The case of Abdallah and her colleagues at An-Najah was the subject of controversy for several weeks and the journalists’ union became involved. “An-Najah filed proceedings against Ayat Abdallah accusing her of defamation,” says Ezzedine of the PJS. “So the union assigned a lawyer and the radio finally withdrew its complaint.” But even the union knows its limits. “The union works in very complex conditions,” says Ezzedine. “The leadership is also made up of groupings with political affiliations, and this places constraints on our ability to act.”
This inability to act and the attacks on several Palestinian journalists at the end of June have sparked outrage within the profession. The union publicly condemned the attacks and even called on journalists to boycott the Palestinian government’s communiqués and statements in protest.
According to Hammad, however, “the union did not help me file a complaint against those who attacked me. They didn’t even agree to register my complaint, and that’s why my colleagues and I went to human rights organisations.”
In the days following the attacks on journalists, including Shatha Hammad, several Palestinian journalists used social media to share photos of their press cards, which they had cut up in protest at the lack of protection.
Limits on organising
Journalists are also faced with constraints on union organising in the workplace, as seen by those working at Ajyal, to quote just one example. “Towards the end of the year, the management asked us to resign and to start the New Year with new agreements, while making it clear that some of us would not be rehired,” explains Al Tawil. “So we started negotiations on our termination rights.”
But after a few rounds of bargaining, “the directors decided that they would no longer discuss with us as a group, but individually”, explains Abu Halawah. “They told us that they don’t tolerate groupings within the institution.”
Individual negotiations are commonplace in Palestine. The choices they lead to are often the same: “In December, the management offered me three options – to accept only 90 per cent of my termination rights with immediate effect, to receive my full rights in the form of cheques spread over 48 months, or to go to court,” says Al Tawil. Abu Halawah was presented with the same ultimatum: “They reminded me that going to court would take years, and that it could cost a lot of money,” she says. Al Tawil concludes: “We were forced to choose, without really being given a choice.”

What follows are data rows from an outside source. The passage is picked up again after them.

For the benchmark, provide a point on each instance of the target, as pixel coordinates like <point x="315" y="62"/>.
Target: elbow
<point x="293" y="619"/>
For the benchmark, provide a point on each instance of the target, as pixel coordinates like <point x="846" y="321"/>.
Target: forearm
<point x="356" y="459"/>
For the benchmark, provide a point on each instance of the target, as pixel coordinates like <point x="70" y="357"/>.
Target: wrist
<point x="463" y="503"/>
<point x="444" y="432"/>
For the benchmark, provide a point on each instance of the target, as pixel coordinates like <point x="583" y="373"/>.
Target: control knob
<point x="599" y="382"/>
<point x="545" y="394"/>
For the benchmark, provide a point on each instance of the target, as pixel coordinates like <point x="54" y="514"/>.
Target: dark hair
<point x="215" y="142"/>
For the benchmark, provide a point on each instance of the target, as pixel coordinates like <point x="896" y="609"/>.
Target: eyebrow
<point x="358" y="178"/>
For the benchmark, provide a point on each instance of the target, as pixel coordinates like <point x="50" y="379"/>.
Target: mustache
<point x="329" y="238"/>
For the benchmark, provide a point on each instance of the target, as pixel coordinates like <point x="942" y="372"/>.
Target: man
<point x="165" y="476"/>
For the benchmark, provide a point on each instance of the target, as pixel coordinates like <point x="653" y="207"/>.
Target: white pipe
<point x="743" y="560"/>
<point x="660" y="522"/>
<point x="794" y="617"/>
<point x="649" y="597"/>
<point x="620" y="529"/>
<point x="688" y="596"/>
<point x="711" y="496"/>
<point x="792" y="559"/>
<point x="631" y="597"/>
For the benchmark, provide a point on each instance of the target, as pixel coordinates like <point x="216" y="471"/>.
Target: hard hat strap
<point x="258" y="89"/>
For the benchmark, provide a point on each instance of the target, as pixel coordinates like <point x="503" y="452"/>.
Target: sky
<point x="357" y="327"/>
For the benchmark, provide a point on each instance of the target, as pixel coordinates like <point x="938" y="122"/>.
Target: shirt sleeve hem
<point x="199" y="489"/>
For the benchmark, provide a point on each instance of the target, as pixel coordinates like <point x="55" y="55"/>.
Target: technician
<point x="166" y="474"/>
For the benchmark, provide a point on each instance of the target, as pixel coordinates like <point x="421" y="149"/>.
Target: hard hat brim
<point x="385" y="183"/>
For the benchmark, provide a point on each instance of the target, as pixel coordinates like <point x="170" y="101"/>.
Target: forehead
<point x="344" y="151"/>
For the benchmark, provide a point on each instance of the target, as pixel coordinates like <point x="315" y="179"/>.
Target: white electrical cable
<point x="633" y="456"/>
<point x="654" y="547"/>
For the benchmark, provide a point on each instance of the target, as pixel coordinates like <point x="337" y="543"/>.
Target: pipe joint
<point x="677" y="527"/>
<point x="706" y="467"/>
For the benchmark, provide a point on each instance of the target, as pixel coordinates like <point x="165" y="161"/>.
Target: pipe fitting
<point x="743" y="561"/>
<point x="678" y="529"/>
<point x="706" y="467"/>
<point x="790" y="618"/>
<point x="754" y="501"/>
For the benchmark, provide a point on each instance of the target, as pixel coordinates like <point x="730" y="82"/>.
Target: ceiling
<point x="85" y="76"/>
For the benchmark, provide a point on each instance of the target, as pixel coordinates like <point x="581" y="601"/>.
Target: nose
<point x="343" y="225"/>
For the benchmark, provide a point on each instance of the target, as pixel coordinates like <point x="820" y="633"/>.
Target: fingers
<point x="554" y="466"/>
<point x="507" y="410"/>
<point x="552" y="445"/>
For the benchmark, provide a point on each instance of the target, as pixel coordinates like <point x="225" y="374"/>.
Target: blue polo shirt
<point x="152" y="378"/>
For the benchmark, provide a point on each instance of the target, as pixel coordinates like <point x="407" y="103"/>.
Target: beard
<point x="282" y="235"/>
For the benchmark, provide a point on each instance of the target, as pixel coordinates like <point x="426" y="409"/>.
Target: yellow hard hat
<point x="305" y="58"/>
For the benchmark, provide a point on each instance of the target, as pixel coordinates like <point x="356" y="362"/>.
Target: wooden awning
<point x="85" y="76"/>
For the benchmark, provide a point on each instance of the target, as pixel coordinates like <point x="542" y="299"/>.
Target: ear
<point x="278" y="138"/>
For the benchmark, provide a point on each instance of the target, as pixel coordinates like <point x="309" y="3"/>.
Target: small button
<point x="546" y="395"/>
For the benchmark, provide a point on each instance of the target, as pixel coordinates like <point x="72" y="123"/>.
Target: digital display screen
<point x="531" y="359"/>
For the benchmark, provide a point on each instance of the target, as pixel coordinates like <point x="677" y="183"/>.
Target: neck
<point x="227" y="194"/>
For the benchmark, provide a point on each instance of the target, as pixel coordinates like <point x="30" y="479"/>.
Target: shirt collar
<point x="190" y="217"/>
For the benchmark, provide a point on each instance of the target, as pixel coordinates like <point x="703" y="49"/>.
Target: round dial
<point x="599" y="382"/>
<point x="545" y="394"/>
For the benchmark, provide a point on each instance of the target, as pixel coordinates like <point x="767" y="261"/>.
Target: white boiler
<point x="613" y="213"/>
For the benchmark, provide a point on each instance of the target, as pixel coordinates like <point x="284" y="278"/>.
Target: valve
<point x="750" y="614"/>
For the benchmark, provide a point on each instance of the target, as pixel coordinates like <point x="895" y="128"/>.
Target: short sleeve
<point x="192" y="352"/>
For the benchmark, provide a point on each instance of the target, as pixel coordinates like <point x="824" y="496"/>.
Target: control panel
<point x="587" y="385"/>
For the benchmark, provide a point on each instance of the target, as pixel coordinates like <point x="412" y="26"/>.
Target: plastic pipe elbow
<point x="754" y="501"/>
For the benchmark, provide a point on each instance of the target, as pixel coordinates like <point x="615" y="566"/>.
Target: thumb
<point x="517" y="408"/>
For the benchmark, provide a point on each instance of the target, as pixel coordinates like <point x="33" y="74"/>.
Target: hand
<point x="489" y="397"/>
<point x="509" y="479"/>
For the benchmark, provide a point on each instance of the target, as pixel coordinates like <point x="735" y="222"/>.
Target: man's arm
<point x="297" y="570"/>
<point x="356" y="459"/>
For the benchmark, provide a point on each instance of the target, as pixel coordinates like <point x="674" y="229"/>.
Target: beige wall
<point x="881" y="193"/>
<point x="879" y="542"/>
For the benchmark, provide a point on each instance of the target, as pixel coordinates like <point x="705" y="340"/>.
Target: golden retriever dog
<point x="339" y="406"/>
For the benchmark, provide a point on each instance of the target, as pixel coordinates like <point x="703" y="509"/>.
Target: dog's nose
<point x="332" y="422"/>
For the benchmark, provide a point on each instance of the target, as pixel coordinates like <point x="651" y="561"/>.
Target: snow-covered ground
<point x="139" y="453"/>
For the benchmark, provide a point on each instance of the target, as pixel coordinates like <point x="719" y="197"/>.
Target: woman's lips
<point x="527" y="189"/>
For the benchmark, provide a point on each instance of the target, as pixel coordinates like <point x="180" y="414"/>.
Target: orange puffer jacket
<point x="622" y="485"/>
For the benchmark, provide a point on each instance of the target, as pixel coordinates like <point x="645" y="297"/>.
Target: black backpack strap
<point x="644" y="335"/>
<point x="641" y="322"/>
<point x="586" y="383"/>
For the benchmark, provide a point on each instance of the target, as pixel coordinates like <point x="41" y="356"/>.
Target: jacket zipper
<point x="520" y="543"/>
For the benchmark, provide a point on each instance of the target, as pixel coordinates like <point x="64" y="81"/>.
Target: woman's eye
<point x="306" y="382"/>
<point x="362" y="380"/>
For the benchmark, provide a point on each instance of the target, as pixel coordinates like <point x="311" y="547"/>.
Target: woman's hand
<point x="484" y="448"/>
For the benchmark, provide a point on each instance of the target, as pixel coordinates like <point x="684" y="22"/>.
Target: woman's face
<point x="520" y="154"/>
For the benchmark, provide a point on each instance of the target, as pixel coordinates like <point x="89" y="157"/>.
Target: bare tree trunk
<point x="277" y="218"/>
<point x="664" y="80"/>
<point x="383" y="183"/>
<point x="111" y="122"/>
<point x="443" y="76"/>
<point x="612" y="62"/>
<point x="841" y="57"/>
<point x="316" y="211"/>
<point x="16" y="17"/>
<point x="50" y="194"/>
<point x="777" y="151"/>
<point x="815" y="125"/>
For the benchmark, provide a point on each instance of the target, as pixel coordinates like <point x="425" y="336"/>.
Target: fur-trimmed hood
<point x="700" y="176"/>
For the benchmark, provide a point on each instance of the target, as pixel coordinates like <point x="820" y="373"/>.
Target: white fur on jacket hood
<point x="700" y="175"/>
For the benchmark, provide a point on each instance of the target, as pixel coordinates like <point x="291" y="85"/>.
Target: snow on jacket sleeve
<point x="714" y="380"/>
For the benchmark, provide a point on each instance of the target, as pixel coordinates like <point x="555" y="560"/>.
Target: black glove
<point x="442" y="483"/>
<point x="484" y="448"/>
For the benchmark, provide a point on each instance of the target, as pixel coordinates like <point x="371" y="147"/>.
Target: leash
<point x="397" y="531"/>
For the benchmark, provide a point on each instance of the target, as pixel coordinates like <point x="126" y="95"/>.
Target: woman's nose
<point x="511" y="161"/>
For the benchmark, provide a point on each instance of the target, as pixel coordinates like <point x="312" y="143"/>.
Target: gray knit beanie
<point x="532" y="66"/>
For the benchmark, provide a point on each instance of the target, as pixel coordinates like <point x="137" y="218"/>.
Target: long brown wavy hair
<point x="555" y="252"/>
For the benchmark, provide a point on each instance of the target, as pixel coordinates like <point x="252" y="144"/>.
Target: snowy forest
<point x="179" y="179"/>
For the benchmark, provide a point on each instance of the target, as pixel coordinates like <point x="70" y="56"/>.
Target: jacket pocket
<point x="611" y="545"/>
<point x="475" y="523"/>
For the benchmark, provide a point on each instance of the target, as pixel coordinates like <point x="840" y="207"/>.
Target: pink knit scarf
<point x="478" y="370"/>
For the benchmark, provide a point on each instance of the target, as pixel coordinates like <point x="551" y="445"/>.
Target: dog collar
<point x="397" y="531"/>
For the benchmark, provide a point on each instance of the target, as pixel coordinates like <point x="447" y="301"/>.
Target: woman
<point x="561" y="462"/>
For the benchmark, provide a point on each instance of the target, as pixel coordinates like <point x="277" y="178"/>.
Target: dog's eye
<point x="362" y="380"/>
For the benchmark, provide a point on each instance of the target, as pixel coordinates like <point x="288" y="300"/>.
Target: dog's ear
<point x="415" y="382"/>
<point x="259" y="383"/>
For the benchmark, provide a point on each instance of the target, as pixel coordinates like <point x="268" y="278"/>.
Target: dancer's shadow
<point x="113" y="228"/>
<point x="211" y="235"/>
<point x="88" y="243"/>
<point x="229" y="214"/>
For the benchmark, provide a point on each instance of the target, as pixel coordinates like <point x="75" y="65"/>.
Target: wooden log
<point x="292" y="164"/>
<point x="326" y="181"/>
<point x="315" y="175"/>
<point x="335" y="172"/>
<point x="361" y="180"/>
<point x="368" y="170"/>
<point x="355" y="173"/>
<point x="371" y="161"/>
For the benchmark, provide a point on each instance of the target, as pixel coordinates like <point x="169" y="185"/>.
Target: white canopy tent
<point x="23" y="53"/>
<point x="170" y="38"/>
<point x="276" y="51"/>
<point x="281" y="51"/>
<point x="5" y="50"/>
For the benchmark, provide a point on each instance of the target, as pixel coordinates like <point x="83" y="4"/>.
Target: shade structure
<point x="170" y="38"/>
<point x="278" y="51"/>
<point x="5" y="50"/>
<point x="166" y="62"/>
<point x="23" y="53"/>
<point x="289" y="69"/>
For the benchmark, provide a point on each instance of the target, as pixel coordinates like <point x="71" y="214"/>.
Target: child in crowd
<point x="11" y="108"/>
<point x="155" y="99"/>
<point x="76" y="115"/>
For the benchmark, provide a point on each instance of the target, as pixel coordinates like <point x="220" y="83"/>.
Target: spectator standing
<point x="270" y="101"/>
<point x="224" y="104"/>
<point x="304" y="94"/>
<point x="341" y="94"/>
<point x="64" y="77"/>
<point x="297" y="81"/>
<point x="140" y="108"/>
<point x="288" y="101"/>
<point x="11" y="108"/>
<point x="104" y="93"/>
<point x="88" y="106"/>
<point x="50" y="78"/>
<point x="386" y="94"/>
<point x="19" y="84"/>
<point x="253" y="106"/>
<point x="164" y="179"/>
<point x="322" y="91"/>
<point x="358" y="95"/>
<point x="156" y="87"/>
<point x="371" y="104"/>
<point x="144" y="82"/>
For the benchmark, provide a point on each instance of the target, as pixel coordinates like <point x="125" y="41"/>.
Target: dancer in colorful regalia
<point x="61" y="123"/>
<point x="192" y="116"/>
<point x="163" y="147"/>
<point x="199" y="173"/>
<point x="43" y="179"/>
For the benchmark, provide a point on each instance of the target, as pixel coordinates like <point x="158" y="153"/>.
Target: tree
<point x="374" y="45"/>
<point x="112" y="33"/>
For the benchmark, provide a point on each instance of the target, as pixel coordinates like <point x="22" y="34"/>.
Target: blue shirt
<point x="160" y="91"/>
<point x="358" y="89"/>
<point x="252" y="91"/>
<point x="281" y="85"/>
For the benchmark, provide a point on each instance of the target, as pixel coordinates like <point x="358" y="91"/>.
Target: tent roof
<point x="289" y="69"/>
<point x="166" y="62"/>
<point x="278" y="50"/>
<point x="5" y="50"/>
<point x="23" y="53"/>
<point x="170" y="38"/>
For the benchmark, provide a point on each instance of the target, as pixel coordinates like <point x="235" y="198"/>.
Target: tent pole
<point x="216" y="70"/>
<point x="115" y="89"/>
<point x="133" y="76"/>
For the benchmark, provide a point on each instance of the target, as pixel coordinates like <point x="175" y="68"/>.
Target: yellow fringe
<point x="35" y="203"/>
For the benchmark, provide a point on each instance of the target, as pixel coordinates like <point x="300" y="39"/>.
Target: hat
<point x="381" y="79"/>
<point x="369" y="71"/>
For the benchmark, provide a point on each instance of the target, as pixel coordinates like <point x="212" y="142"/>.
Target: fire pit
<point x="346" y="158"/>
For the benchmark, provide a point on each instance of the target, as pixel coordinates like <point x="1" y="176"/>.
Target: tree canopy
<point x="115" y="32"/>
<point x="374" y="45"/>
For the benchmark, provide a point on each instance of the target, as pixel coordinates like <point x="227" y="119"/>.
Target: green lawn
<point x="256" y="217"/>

In spite of these conditions, according to Zaarour, “aside from the violations of the Israeli occupation, Palestinian journalists are in one of the most favourable positions in the Middle East”. He also points out that the PJS “is one of the most independent in the Arab world”. Khalil nevertheless insists on the fact that “Palestinian journalists lack job security, editorial freedom and social protection”. But what journalists in Palestine lack most, she says, “is solidarity within the profession. We don’t have a collective body that depends on us alone to discuss our conditions and find solutions.”
For Ezzedine, the union should be that space for solidarity and journalists should make use of it: “It is true that the union’s conditions are not ideal, but they are not going to change if everyone stays away,” he says. “We need more solidarity and more involvement too.” This article has been translated from French.